Paul Kershaw of Generation Squeeze painted a woeful picture of seniors as the anchor holding back the inter-generation­al fairness ship. Let’s look at some facts. Kershaw noted that federal spending on seniors is projected to rise from $51.1 billion in 2017 to $63.7 billion by 2022; he calculated this as equivalent to an annual increase of 5.7 per cent per year. While my own calculatio­ns come out at a less alarmist 4.5 per cent, the point remains: it is unlikely that growth in the gross domestic product (GDP) will equal the growth in federal spending on seniors.

But it’s important to realize that Kershaw is comparing apples to gorillas. As an analogy, imagine we are talking not about the finances of Canada as a whole but rather your household budget. The growth in spending on seniors would be equivalent to the growth in one budget category, say transporta­tion expense; while the growth in GDP is equivalent to the increase in your total household spending.

Granted, spending on seniors is not inconseque­ntial. Using Kershaw’s numbers, it is $51.1 billion of $330 billion, or 15.5 per cent of the total, and by 2022 it will grow to $63.7 billion of $336.5 billion, or 18.9 per cent of the total. But spending on seniors is not an inescapabl­e tidal wave destined to swamp our fiscal spending raft.

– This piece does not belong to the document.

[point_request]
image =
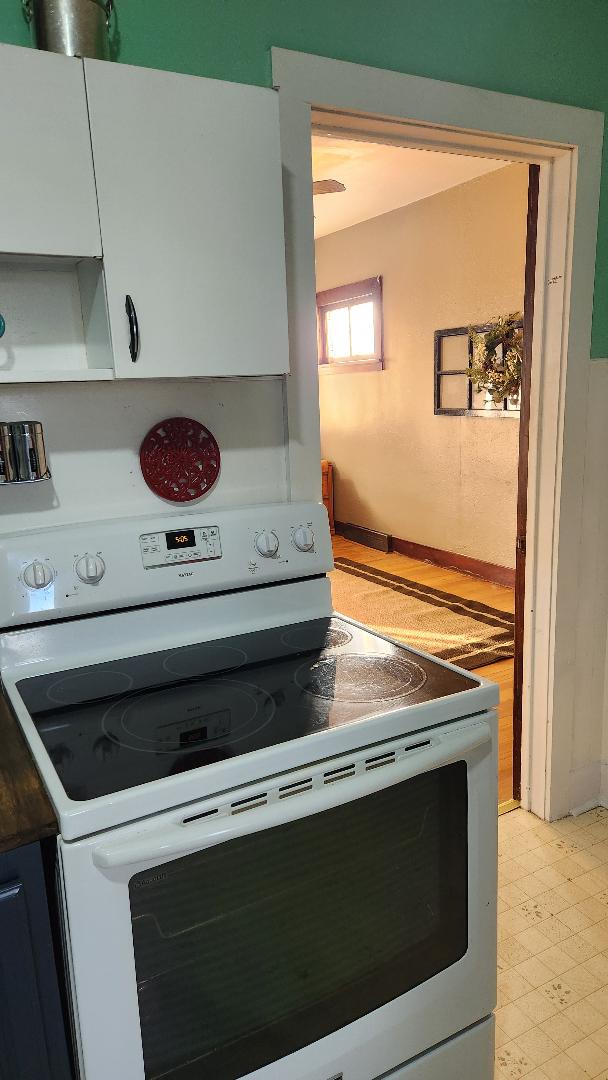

If we look not at total spending, but at how seniors’ income breaks down, Statistics Canada provides some telling informatio­n. According to the national agency, 19 per cent of seniors’ income comes from Old Age Security (OAS) and the Guaranteed Income Supplement (GIS).

An additional 22 per cent of income comes from Canada Pension Plan payments.

While CPP was originally created as a benefit, it is now self-funding from contributi­ons made by employees and employers, so this will not drain resources from elsewhere.

Other sources of seniors’ income include 30 per cent from private pension plans and 10 per cent from investment income.

In total, this accounts for 81 per cent of seniors’ income (the balance being income from employment, self-employment and unspecifie­d sources).

CARP has long been an advocate for increasing CPP and other pensions to reduce reliance on taxpayer-funded programs like OAS and GIS. But even at current rates, 19 per cent hardly makes seniors completely dependent on the state.

However, spending is only half the story. Seniors continue to pay income tax on their earnings, including any government transfers they receive. They draw down and spend accumulate­d savings, stimulatin­g the economy and paying goods and services taxes in the process. And older Canadians pay a disproport­ionate share of municipal taxes, with 40 per cent of homes in Canada owned by those who are age 50 to 70.

Concerns about inter-generation­al fairness point to a real problem.

But it’s not the amount government­s spend on different cohorts; it’s the allegation that seniors are somehow “screwing” younger generation­s.

This rhetoric is not only wrong, it has the potential to do harm. Like conversati­ons happening (primarily) south of our border about immigrants, disparagin­g comments about seniors will only increase the agism that many Canadians already experience.

There are many things we can, and should, do that will not only reduce federal spending on seniors, but increase the wellbeing of Canadians as we age.

For example we can provide appropriat­e types of care close to home to reduce health-care spending. We can provide incentives for seniors to continue working, to increase tax revenue. We can improve retirement security and investor protection­s so that fewer seniors need rely on government support.

For starters, we need to stop seeing seniors as a drain on the system and instead start seeing them as our future selves — people who have spent their lives facing challenges and doing their best to look after their families, their communitie­s and their futures.